Christians now represent 88 percent of the current Congress, according to Pew Research, a 3 percent drop from the 91 percent of the 115th Congress who identified as Christian. Anglicans/Episcopalians saw the greatest losses, dropping from 44 to 35 members. Catholics lost five seats. Mormons lost three. Christian Scientists lost one seat, meaning there are no longer any Christian Scientists in Congress.
At the same time, there are now more nondenominational or Christians of unspecified affiliation in Congress. On the whole, Congress members identifying with evangelical or unspecified nondenominational churches gained 18 seats, bringing their representation up to 80 seats.
Many minority religious groups also made gains. There are four more Jewish members, one more Muslim, and one more Unitarian Universalist. Two of the three Muslim members are Reps. Rashida Tlaib and Ilhan Omar, the first two Muslim women ever to serve in the House of Representatives.
A growing number of members decline to specify their religious affiliation (or lack thereof), rising from 2 percent to 3 percent. All 18 members of this group are Democrats. In contrast, 253 of the 255 Republicans identify as Christians. The other two, Reps. Lee Zeldin, (N.Y.) and David Kustoff (Tenn.), are Jewish.

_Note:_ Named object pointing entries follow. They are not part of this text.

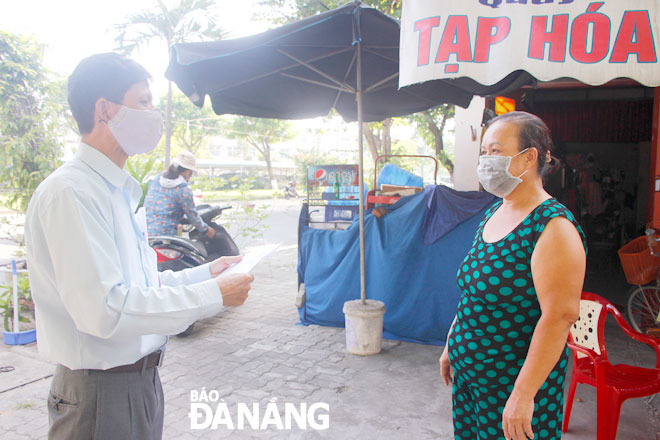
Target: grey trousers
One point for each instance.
(89, 404)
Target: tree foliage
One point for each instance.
(192, 127)
(430, 125)
(31, 120)
(184, 21)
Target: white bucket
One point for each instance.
(364, 326)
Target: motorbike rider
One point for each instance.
(170, 198)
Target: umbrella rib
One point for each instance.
(282, 69)
(394, 60)
(314, 69)
(330, 86)
(373, 86)
(348, 71)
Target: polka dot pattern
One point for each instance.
(496, 318)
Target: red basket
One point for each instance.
(639, 265)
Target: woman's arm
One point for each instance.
(558, 268)
(446, 372)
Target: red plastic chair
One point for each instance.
(614, 383)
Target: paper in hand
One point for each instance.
(250, 260)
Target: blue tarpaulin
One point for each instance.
(416, 281)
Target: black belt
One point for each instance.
(149, 361)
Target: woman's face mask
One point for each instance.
(494, 175)
(136, 131)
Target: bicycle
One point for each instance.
(641, 264)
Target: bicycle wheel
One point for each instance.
(643, 307)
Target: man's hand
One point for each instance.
(446, 371)
(219, 265)
(234, 288)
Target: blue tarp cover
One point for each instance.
(416, 281)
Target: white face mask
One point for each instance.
(494, 175)
(136, 131)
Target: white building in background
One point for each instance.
(468, 139)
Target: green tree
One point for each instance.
(260, 133)
(31, 121)
(183, 21)
(192, 127)
(430, 126)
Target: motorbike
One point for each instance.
(290, 190)
(193, 248)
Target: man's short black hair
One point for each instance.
(104, 75)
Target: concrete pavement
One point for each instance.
(256, 354)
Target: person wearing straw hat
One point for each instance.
(169, 199)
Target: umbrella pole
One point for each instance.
(363, 284)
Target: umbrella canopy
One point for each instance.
(306, 68)
(346, 59)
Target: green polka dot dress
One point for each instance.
(496, 317)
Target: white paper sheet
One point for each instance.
(250, 260)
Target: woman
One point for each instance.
(506, 351)
(169, 198)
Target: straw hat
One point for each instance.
(186, 160)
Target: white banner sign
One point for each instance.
(592, 41)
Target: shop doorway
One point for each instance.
(602, 139)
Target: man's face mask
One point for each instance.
(136, 131)
(494, 175)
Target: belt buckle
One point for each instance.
(161, 356)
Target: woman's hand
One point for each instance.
(219, 265)
(446, 371)
(517, 417)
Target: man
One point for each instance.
(101, 306)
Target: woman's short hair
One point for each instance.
(104, 75)
(532, 132)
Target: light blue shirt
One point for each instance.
(99, 299)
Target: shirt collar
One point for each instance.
(109, 170)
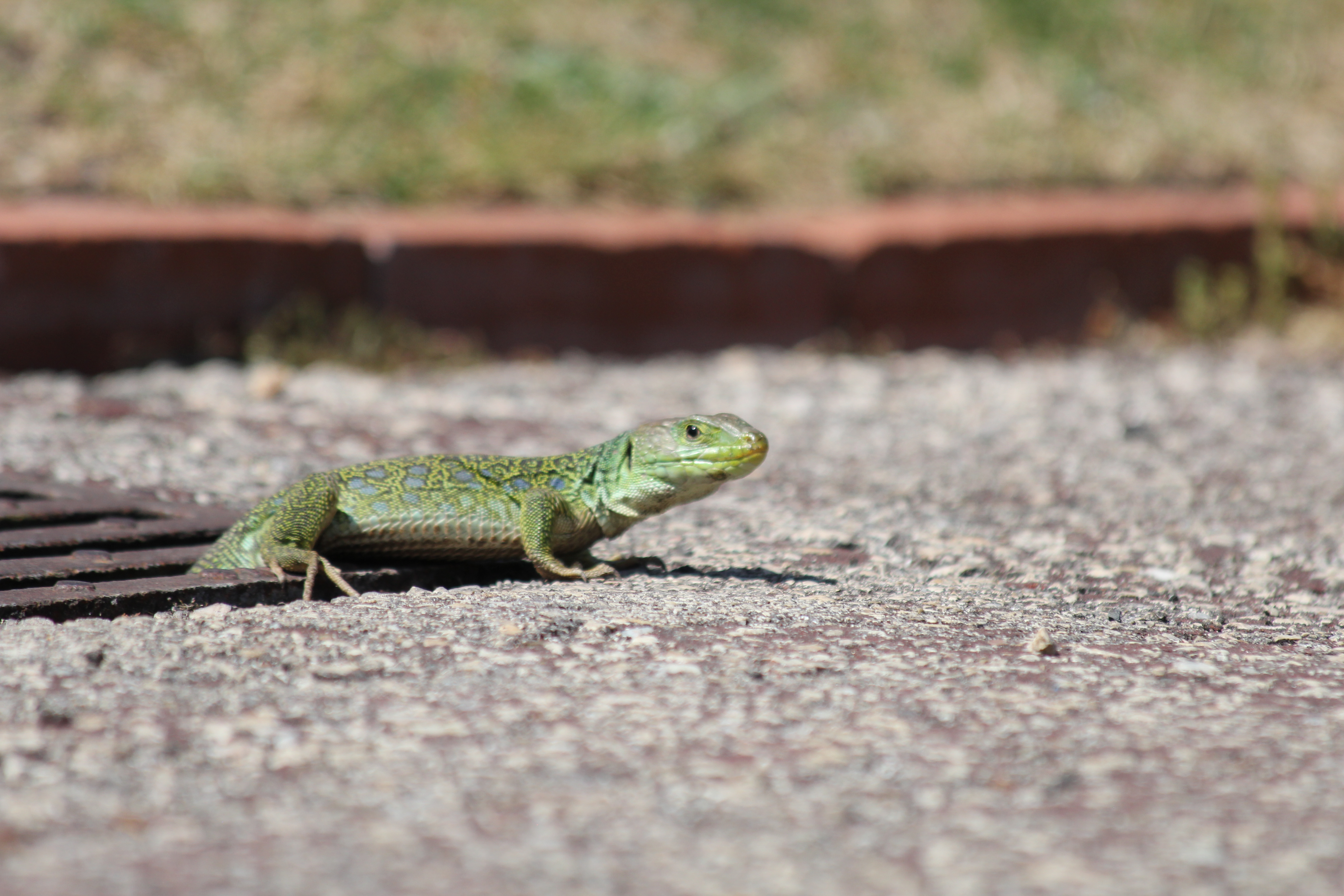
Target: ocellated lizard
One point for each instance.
(472, 507)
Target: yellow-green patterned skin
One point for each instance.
(472, 507)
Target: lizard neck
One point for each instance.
(621, 494)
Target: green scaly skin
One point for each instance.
(475, 507)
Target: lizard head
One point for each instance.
(698, 448)
(670, 463)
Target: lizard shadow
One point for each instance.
(455, 576)
(759, 574)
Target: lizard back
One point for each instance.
(453, 507)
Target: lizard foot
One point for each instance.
(315, 561)
(600, 571)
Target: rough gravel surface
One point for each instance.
(830, 690)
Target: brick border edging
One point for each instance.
(95, 285)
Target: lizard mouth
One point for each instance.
(724, 463)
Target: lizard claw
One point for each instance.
(600, 571)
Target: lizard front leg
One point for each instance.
(542, 508)
(288, 539)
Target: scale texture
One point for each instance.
(549, 510)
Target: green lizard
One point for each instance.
(475, 507)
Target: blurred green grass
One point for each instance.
(686, 103)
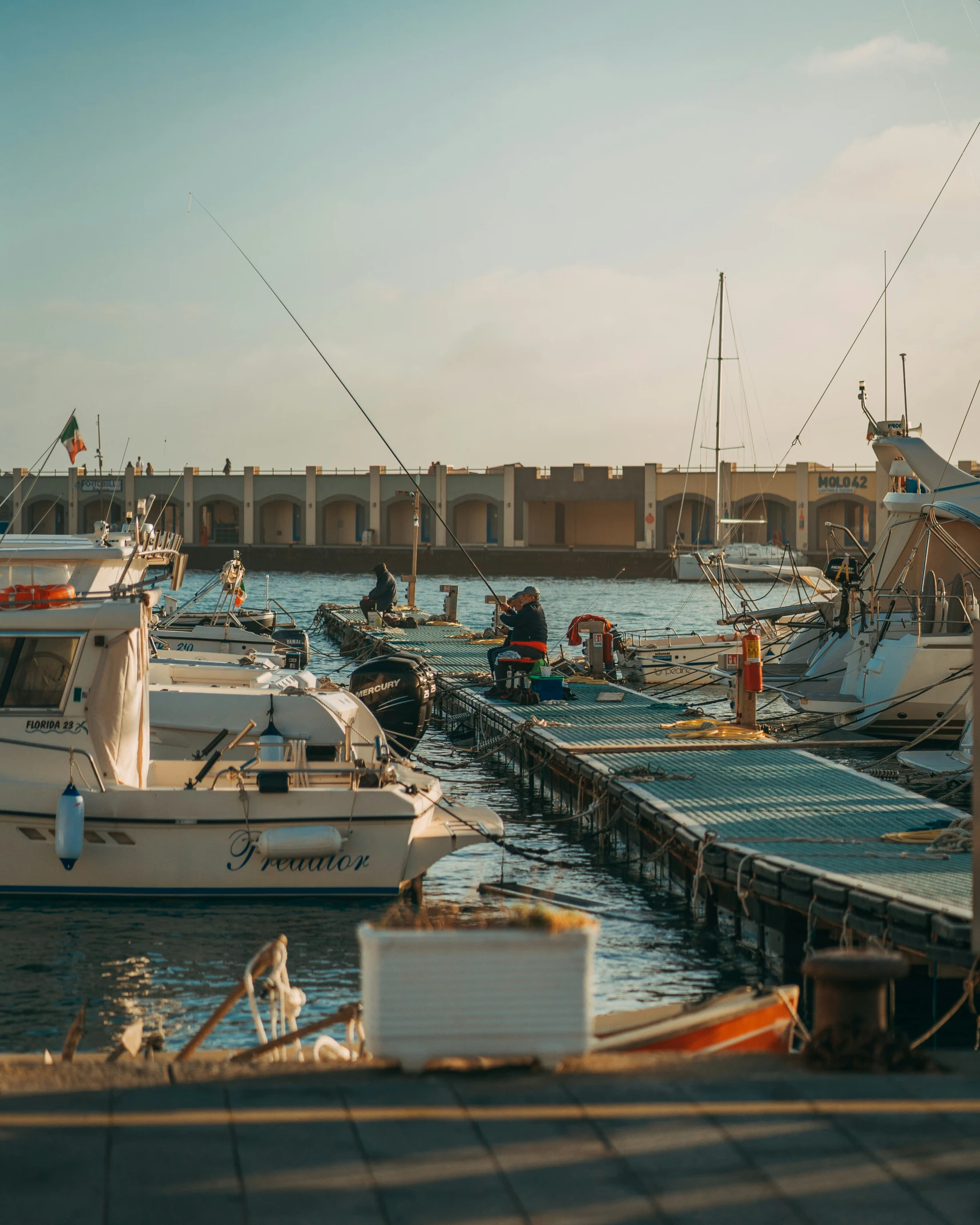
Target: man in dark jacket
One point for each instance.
(527, 628)
(384, 596)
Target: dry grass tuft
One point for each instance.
(447, 917)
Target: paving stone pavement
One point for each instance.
(704, 1147)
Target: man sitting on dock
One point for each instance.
(527, 630)
(384, 596)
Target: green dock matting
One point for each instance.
(784, 804)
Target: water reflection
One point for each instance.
(172, 961)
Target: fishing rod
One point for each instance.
(353, 397)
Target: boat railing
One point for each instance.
(58, 749)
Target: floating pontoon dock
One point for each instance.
(775, 844)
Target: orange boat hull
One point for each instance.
(736, 1022)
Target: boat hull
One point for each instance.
(739, 1022)
(160, 842)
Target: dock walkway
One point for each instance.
(695, 1143)
(773, 843)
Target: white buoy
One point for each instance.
(69, 827)
(299, 841)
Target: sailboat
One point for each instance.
(748, 563)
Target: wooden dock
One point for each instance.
(684, 1142)
(781, 848)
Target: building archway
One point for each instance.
(477, 521)
(345, 519)
(219, 523)
(45, 517)
(854, 514)
(776, 530)
(690, 521)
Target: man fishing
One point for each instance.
(527, 628)
(384, 596)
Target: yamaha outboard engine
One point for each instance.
(297, 643)
(398, 691)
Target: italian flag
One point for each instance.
(72, 439)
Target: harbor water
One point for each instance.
(171, 961)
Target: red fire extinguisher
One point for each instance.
(752, 663)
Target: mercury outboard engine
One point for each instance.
(297, 643)
(398, 691)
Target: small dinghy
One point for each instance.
(748, 1020)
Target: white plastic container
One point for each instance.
(299, 841)
(470, 993)
(69, 827)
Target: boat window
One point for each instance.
(35, 670)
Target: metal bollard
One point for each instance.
(852, 986)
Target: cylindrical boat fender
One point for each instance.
(293, 842)
(752, 663)
(69, 827)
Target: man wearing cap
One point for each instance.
(384, 596)
(527, 628)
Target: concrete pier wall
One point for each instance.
(572, 519)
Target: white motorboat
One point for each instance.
(686, 660)
(943, 761)
(225, 628)
(900, 658)
(750, 564)
(259, 820)
(692, 659)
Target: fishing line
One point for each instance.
(877, 300)
(31, 490)
(353, 397)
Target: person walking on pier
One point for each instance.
(527, 630)
(384, 596)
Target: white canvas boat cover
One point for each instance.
(119, 707)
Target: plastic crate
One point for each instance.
(549, 689)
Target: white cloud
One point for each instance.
(885, 52)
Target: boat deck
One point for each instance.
(771, 829)
(690, 1142)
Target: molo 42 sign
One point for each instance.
(845, 481)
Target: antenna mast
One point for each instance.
(718, 418)
(98, 455)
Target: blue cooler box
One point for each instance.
(549, 689)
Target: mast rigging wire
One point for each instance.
(877, 300)
(350, 393)
(41, 469)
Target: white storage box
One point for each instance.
(471, 992)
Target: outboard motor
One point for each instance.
(297, 643)
(398, 691)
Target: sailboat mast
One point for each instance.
(718, 417)
(886, 336)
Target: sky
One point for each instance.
(503, 223)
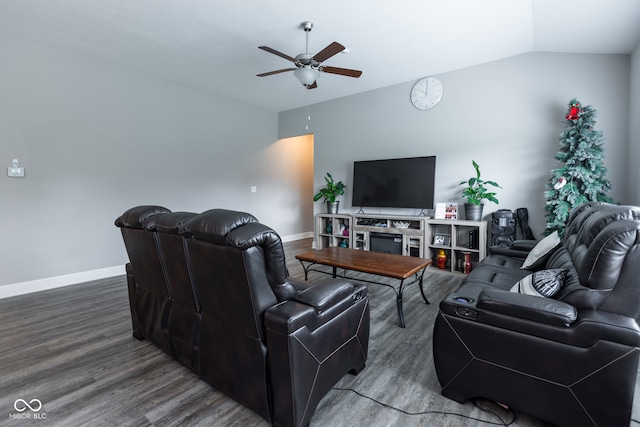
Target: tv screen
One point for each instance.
(394, 183)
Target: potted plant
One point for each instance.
(476, 191)
(329, 194)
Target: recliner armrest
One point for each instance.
(538, 309)
(325, 295)
(317, 305)
(517, 249)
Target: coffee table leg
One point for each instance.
(424, 297)
(399, 306)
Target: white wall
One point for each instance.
(507, 115)
(96, 139)
(634, 129)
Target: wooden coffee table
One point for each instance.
(378, 263)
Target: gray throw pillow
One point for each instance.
(541, 251)
(543, 283)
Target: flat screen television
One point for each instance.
(394, 183)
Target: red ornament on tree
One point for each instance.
(574, 112)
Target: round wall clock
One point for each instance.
(426, 93)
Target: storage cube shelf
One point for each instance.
(459, 241)
(406, 235)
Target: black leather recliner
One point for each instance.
(571, 359)
(212, 291)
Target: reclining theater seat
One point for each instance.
(570, 359)
(149, 295)
(231, 313)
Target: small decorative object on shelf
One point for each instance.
(401, 224)
(442, 240)
(446, 211)
(441, 259)
(467, 262)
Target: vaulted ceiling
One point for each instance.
(212, 45)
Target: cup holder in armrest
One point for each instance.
(461, 299)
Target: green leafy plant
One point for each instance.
(476, 190)
(331, 191)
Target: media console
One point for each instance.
(405, 235)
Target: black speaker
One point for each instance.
(503, 228)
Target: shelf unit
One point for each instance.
(455, 240)
(412, 236)
(333, 230)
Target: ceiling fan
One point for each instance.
(307, 66)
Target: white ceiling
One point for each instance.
(213, 44)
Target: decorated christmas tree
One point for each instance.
(582, 178)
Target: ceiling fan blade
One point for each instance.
(269, 73)
(328, 52)
(275, 52)
(342, 71)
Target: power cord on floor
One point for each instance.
(489, 411)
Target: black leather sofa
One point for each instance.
(570, 359)
(212, 291)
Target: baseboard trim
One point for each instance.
(22, 288)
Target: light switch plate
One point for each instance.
(15, 172)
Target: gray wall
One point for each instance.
(507, 115)
(634, 129)
(97, 139)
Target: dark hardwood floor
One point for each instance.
(71, 349)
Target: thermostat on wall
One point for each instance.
(15, 170)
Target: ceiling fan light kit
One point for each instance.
(306, 75)
(308, 66)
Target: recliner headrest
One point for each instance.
(214, 225)
(135, 217)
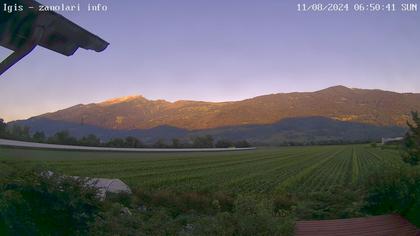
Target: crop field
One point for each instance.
(262, 171)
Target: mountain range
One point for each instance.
(332, 113)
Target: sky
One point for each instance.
(215, 50)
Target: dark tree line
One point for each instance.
(411, 148)
(16, 132)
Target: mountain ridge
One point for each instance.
(367, 106)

Religious representation in Congress varies greatly from that of the United States population at large. Mainline Protestant groups such as Methodists, Anglicans/Episcopalians, Presbyterians and Lutherans represent numbers in Congress disproportionate to the numbers of those congregations in the general U.S. population. Meanwhile, although Pentecostals make up 5 percent of the U.S. public, only 0.4 percent of Congress is Pentecostal.
The biggest difference, however, falls on those who identify as atheist or claim no affiliation with a religious group. In the general population, 23 percent of people say they are atheist, agnostic or "nothing in particular." But in Congress, only the recently elected Democratic Sen. Kyrsten Sinema (Ariz.) claims no religious affiliation—representing just 0.2 percent.